Adding time.sleep(0.1) to for while loop in this code didn't produce different results.

import time
import requests
import datetime
from bs4 import BeautifulSoup
import pandas as pd # import pandas module

from datetime import date, timedelta

# creates empty 'records' list
records = []

start_date = date(2021, 4, 12)
orig_start_date = start_date # Used for naming the CSV
end_date = date(2021, 4, 12)
delta = timedelta(days=1) # Defines delta as +1 day

print(str(start_date) + ' to ' + str(end_date)) # Visual reassurance

# begins while loop that will continue for each daily viewership report until end_date is reached
while start_date <= end_date: 
    start_weekday = start_date.strftime("%A") # define weekday name

    start_month_num = int(start_date.strftime("%m")) # define month number
    start_month_num = str(start_month_num) # convert to string so it is ready to be put into address

    start_month_day_num = int(start_date.strftime("%d")) # define day of the month
    start_month_day_num = str(start_month_day_num) # convert to string so it is ready to be put into address
    
    start_year = int(start_date.strftime("%Y")) # define year
    start_year = str(start_year) # convert to string so it is ready to be put into address

    #define address (URL)
    address = 'http://www.showbuzzdaily.com/articles/showbuzzdailys-top-150-'+start_weekday.lower()+'-cable-originals-network-finals-'+start_month_num+'-'+start_month_day_num+'-'+start_year+'.html'
    print(address) # print for visual reassurance

    # read the web page at the defined address (URL)
    r = requests.get(address)

    soup = BeautifulSoup(r.text, 'html.parser')

    # we're going to deal with results that appear within <td> tags
    results = soup.find_all('td')

    # reads the date text at the top of the web page so it can be inserted later to the CSV in the 'Date' column
    date_line = results[0].text.split(": ",1)[1] # reads the text after the colon and space (': '), which is where the date information is located
    weekday_name = date_line.split(' ')[0] # stores the weekday name
    month_name = date_line.split(' ',2)[1] # stores the month name
    day_month_num = date_line.split(' ',1)[1].split(' ')[1].split(',')[0] # stores the day of the month
    year = date_line.split(', ',1)[1] # stores the year

    # concatenates and stores the full date value
    mmmmm_d_yyyy = month_name+' '+day_month_num+', '+year

    del results[:10] # deletes the first 10 results, which contained the date information and column headers

    program_count = [] # empty list for program counting

    # (within the while loop) begins a for loop that appends data for each program in a daily viewership report
    for result in results:
        rank = results[0].text # stores P18-49 rank
        program = results[1].text # stores program name
        network = results[2].text # stores network name
        start_time = results[3].text # stores program's start time
        mins = results[4].text # stores program's duration in minutes
        p18_49 = results[5].text # stores program's P18-49 rating
        p2 = results[6].text # stores program's P2+ viewer count (in thousands)
        records.append((mmmmm_d_yyyy, weekday_name, rank, program, network, start_time, mins, p18_49, p2)) # appends the data to the 'records' list

        program_count.append(program) # adds each program name to the list.

        del results[:7] # deletes the first 7 results remaining, which contained the data for 1 row (1 program) which was just stored in 'records'
   
    print(len(program_count)) # Toubleshooting: prints to screen the number of programs counted.
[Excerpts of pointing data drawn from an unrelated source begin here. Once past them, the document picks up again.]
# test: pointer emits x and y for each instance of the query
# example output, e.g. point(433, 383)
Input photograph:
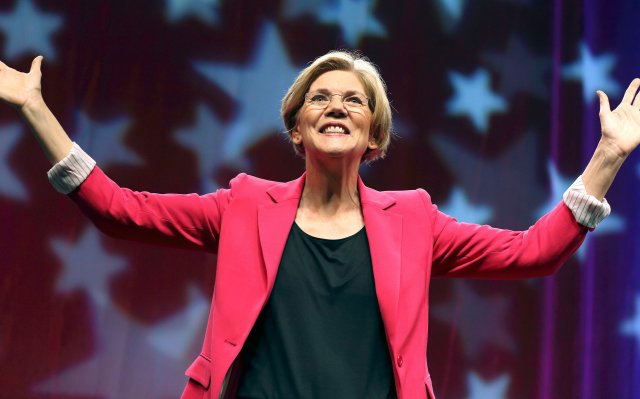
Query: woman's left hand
point(621, 127)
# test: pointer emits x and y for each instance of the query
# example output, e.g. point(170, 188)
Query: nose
point(335, 106)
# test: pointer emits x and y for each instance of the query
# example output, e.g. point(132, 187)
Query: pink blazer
point(248, 224)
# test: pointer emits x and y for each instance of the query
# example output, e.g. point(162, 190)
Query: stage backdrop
point(495, 115)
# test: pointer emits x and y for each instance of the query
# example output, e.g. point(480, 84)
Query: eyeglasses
point(321, 99)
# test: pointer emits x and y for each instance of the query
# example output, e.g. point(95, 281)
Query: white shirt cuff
point(71, 171)
point(587, 209)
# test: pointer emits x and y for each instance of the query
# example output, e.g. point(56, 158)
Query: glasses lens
point(319, 99)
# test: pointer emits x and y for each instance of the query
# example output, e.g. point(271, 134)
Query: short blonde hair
point(375, 88)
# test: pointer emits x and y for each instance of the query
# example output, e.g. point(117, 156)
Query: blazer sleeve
point(475, 251)
point(187, 221)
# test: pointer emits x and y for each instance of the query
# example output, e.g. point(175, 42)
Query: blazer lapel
point(384, 231)
point(275, 221)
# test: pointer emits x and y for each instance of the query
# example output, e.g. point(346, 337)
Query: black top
point(320, 334)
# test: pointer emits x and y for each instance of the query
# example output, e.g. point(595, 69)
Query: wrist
point(33, 104)
point(610, 151)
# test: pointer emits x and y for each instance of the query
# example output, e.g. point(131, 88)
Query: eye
point(318, 98)
point(355, 100)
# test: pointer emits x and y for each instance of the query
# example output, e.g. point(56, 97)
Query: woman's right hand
point(19, 88)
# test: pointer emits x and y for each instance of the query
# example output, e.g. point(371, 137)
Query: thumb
point(604, 102)
point(36, 64)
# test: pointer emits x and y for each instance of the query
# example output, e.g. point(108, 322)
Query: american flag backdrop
point(495, 115)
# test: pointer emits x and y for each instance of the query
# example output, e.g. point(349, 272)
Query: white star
point(123, 365)
point(259, 88)
point(459, 207)
point(27, 31)
point(204, 10)
point(481, 389)
point(10, 185)
point(105, 140)
point(175, 336)
point(204, 138)
point(474, 99)
point(479, 320)
point(355, 19)
point(450, 12)
point(508, 182)
point(594, 72)
point(86, 265)
point(631, 327)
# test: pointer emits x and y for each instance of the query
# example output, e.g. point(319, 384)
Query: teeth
point(333, 129)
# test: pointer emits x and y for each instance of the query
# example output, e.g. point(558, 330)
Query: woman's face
point(337, 130)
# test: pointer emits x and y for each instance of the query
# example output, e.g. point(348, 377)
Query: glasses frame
point(309, 95)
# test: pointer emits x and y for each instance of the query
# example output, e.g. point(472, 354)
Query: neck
point(330, 187)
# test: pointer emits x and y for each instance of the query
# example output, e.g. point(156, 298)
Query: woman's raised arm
point(620, 136)
point(24, 91)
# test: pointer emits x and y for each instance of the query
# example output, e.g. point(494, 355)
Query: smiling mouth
point(333, 129)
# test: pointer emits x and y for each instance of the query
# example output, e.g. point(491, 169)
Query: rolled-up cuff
point(71, 171)
point(587, 209)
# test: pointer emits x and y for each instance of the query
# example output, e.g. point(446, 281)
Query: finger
point(636, 102)
point(631, 91)
point(604, 102)
point(36, 64)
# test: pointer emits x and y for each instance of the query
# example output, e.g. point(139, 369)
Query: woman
point(346, 315)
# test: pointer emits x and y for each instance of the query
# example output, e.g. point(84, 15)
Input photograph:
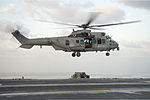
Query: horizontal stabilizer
point(26, 46)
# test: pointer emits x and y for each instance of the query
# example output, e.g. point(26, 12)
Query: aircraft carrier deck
point(37, 89)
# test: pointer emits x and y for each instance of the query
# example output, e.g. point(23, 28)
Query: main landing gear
point(78, 54)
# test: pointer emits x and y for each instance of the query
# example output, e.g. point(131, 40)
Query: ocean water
point(63, 75)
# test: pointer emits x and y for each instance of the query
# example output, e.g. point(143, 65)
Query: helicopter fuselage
point(78, 41)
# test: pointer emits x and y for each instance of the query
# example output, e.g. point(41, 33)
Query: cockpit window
point(103, 41)
point(67, 42)
point(98, 41)
point(77, 41)
point(81, 41)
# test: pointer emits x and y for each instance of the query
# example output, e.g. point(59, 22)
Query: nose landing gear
point(78, 54)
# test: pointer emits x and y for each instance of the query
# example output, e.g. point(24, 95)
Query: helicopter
point(83, 40)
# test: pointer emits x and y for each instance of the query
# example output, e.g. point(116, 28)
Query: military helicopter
point(83, 40)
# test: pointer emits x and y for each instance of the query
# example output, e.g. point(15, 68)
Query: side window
point(67, 42)
point(77, 41)
point(81, 41)
point(99, 41)
point(103, 41)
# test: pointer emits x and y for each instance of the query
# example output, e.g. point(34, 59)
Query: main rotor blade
point(92, 17)
point(57, 22)
point(97, 28)
point(115, 24)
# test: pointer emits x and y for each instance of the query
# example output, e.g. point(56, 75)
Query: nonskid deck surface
point(74, 89)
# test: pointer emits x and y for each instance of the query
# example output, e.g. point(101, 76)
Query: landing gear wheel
point(78, 54)
point(73, 54)
point(107, 54)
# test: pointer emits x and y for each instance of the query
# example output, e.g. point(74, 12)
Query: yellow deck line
point(112, 90)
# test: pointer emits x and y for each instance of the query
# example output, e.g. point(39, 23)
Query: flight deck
point(46, 89)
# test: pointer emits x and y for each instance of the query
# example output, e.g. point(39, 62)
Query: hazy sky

Should be 150.

    records.append((mmmmm_d_yyyy, weekday_name, rank, program, network, start_time, mins, p18_49, p2)) # appends the data to the 'records' list
    print(str(start_date)+' collected...') # Visual reassurance one page/day is finished being collected
    start_date += delta # at the end of while loop, advance one day


df = pd.DataFrame(records, columns=['Date','Weekday','P18-49 Rank','Program','Network','Start time','Mins','P18-49','P2+']) # Creates DataFrame using the columns listed
df.to_csv('showbuzz '+ str(orig_start_date) + ' to '+ str(end_date) + '.csv', index=False, encoding='utf-8') # generates the CSV file, using start and end dates in filename

Solution

  • It seems like you're making debugging a lot tougher on yourself by pulling all the table data (<td>) individually like that. After stepping through the code and making a couple of changes, my best guess is the bug is coming from the fact that you're deleting entries from results while iterating over it, which gets messy. As a side note, you're also never using result from the loop which would make the declaration pointless. Something like this ends up a little cleaner, and gets you your 150 results:

    results = soup.find_all('tr')
    
    # reads the date text at the top of the web page so it can be inserted later to the CSV in the 'Date' column
    date_line = results[0].select_one('td').text.split(": ", 1)[1] # Selects first td it finds under the first tr
    weekday_name = date_line.split(' ')[0]
    month_name = date_line.split(' ', 2)[1]
    day_month_num = date_line.split(' ', 1)[1].split(' ')[1].split(',')[0]
    year = date_line.split(', ', 1)[1]
    
    mmmmm_d_yyyy = month_name + ' ' + day_month_num + ', ' + year
    
    program_count = []  # empty list for program counting
    
    for result in results[2:]:
        children = result.find_all('td')
        rank = children[0].text  # stores P18-49 rank
        program = children[1].text  # stores program name
        network = children[2].text  # stores network name
        start_time = children[3].text  # stores program's start time
        mins = children[4].text  # stores program's duration in minutes
        p18_49 = children[5].text  # stores program's P18-49 rating
        p2 = children[6].text  # stores program's P2+ viewer count (in thousands)
        records.append((mmmmm_d_yyyy, weekday_name, rank, program, network, start_time, mins, p18_49, p2))
    
        program_count.append(program)  # adds each program name to the list.
    

    You also shouldn't need to use a second list to get the number of programs you've retrieved (appending programs to program_count). It ends up the same amount in both lists no matter what since you're appending a program name from every result. So instead of print(len(program_count)) you could've instead used print(len(records)). I'm assuming it was just for debugging purposes though.